= 2020 Kansas elections =

Kansas state elections in 2020 were held on Tuesday, November 3, 2020. The deadline to register to vote was October 13, 2020. Early voting began October 14, 2020. Voters in Kansas are eligible to vote absentee, and there are no special eligibility criteria for doing so. Absentee ballots must be returned and received (in person or via mail) before November 2, 2020.

==Federal offices==
=== President of the United States ===

Kansas has six electoral votes in the Electoral College. Nominees for the presidential election included Republican Donald Trump, Democrat Joe Biden, and Libertarian Jo Jorgensen. Republican Donald Trump won all the electoral votes, with 56% of the popular vote.

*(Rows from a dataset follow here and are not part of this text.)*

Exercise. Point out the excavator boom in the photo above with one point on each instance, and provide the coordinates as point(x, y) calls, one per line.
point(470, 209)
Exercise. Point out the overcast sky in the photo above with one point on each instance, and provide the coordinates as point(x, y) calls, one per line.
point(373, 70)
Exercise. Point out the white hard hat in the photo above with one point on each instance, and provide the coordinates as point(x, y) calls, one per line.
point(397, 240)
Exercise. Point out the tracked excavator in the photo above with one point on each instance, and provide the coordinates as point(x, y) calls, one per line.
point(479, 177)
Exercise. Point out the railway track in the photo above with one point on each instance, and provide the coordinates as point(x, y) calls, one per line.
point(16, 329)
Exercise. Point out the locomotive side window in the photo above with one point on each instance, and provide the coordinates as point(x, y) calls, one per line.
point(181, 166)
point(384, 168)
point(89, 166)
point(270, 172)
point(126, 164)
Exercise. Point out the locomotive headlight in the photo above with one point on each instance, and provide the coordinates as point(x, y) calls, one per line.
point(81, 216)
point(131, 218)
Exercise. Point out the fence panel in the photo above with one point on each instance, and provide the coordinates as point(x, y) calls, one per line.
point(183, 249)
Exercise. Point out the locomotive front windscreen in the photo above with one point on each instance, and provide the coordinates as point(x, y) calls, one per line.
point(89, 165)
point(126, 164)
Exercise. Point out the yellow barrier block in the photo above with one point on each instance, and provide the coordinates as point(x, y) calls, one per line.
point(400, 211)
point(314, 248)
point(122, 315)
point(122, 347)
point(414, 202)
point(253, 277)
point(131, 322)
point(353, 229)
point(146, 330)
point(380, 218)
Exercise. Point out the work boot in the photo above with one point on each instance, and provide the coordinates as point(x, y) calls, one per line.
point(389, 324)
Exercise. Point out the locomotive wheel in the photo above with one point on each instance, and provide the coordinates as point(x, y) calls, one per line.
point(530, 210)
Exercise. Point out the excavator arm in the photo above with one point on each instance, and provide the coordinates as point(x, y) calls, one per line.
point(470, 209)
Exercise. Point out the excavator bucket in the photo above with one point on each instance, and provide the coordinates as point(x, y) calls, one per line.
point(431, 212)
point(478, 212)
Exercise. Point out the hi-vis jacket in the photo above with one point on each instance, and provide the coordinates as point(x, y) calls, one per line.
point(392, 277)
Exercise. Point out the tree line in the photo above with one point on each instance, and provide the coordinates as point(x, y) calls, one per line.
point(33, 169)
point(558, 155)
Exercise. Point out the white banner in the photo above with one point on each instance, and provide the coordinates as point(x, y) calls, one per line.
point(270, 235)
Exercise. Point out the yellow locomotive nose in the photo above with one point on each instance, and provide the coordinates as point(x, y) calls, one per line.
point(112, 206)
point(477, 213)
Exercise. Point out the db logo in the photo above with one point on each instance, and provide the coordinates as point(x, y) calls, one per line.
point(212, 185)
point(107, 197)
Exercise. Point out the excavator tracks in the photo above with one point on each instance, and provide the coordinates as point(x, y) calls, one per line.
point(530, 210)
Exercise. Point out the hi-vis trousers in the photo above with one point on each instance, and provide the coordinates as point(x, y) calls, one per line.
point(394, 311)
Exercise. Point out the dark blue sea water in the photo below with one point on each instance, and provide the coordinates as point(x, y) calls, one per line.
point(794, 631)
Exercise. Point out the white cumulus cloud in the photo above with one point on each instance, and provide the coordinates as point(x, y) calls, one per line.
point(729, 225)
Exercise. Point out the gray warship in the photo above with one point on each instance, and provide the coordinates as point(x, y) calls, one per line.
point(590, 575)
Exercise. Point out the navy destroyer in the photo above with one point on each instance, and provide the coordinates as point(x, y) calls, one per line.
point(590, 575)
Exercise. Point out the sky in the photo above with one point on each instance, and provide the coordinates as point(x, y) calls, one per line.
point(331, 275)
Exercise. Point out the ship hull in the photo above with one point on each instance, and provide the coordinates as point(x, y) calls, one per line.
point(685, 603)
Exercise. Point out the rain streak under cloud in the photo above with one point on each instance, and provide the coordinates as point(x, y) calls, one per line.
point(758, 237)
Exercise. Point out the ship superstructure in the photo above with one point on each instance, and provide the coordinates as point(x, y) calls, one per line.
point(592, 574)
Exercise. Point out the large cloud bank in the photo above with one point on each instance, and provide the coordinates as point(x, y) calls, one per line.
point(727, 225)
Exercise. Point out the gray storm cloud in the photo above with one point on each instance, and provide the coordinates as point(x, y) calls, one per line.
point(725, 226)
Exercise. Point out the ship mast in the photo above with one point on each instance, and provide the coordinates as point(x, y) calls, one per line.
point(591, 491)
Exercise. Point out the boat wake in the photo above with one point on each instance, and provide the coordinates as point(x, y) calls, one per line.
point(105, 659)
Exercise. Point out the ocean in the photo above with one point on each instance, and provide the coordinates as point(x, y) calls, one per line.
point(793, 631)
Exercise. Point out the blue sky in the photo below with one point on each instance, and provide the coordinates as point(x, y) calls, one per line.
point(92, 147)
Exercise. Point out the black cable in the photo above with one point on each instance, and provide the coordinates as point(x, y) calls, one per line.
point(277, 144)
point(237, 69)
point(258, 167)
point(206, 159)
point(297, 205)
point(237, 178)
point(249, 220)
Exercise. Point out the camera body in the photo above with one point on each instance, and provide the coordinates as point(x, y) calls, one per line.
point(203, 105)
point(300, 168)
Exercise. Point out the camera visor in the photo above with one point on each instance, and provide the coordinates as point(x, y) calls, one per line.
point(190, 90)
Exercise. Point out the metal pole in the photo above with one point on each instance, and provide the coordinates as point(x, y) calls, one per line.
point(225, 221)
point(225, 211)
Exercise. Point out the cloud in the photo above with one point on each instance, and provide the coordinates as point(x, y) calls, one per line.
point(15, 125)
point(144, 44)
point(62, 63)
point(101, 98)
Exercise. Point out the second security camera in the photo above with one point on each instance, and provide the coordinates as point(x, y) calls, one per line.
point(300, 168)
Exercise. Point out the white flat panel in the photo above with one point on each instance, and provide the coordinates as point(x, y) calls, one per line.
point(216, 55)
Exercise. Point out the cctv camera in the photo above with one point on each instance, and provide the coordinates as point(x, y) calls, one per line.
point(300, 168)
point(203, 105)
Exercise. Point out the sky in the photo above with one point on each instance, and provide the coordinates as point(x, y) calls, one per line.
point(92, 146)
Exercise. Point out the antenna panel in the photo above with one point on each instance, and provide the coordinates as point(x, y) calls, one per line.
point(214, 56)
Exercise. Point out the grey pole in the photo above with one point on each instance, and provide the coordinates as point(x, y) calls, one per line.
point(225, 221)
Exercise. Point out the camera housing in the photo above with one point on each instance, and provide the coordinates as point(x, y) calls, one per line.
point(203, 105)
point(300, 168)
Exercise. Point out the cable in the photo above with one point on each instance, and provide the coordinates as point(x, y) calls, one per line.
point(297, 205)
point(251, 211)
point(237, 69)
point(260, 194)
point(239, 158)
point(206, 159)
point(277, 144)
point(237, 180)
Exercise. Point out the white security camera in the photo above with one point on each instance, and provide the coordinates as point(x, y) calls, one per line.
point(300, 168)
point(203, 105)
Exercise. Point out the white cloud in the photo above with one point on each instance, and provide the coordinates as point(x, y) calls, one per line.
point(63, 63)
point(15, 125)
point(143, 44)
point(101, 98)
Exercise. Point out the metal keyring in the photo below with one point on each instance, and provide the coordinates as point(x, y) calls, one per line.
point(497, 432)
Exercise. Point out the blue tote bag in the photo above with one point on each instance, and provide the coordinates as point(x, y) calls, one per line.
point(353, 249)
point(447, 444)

=== United States Senate ===

Kansas voted to replace retiring incumbent Republican Pat Roberts. Democrat Barbara Bollier, Republican Roger Marshall, and Libertarian Jason Buckley ran for this position in the general election. Republican Roger Marshall won with 53% of the vote.

=== United States House of Representatives ===

Kansas voters voted for four U.S. Representatives, one from each of the state's four congressional districts. 3 Republicans and 1 Democrat were returned. No seats changed hands.

U.S. House of Representatives nominees by district
| District | Democratic nominee | Republican nominee | Libertarian Party |
|---|---|---|---|
| District 1 | Kali Barnett | Tracey Mann Michael Soetaert (write-in) |  |
| District 2 | Michelle De La Isla | Jacob LaTurner | Robert Garrard |
| District 3 | Sharice Davids, incumbent | Amanda Adkins | Steve Hohe |
| District 4 | Laura Lombard | Ron Estes, incumbent |  |

==State offices==
=== Kansas executive offices ===
Five seats in the State Board of Education were up for election in Kansas this general election.

State Board of Education nominees by district
| District | Democratic nominee | Republican nominee |
|---|---|---|
| District 2 | Melanie Haas | Benjamin Hodge |
| District 4 | Ann Mah | Josh Harris |
| District 6 | David Colburn | Deena Horst |
| District 8 | Betty Arnold | Kathy Busch |
| District 10 |  | Jim McNiece |

=== Kansas Senate ===

All 40 seats in the Kansas Senate were up for election in 2020. Republicans won 29 seats and Democrats won 11 seats. There was no net seat change. Republicans gained Districts 18 and 19, while Democrats gained Districts 5 and 8.

=== Kansas House of Representatives ===

125 seats were up for election in the Kansas House of Representatives in the general election of 2020. In the election, the Democrats lost two seats and the Republicans gained two.

=== Kansas Supreme Court ===
There was one justice, Eric Rosen, of the Kansas Supreme Court whose appointment expired on January 10, 2021, which was up for retention in this general election.

=== Appellate courts ===
Five justices of the Kansas Court of Appeals had terms that expired on January 10, 2021. Their seats were up for retention this general election. The justices were Sarah Warner, David E. Bruns, G.Gordon Atcheson, Karen Arnold-Burger, and Kathryn Gardner.

== Kansas ballot measures ==
There were no statewide ballot measures certified for the 2020 general election in Kansas on November 3, 2020.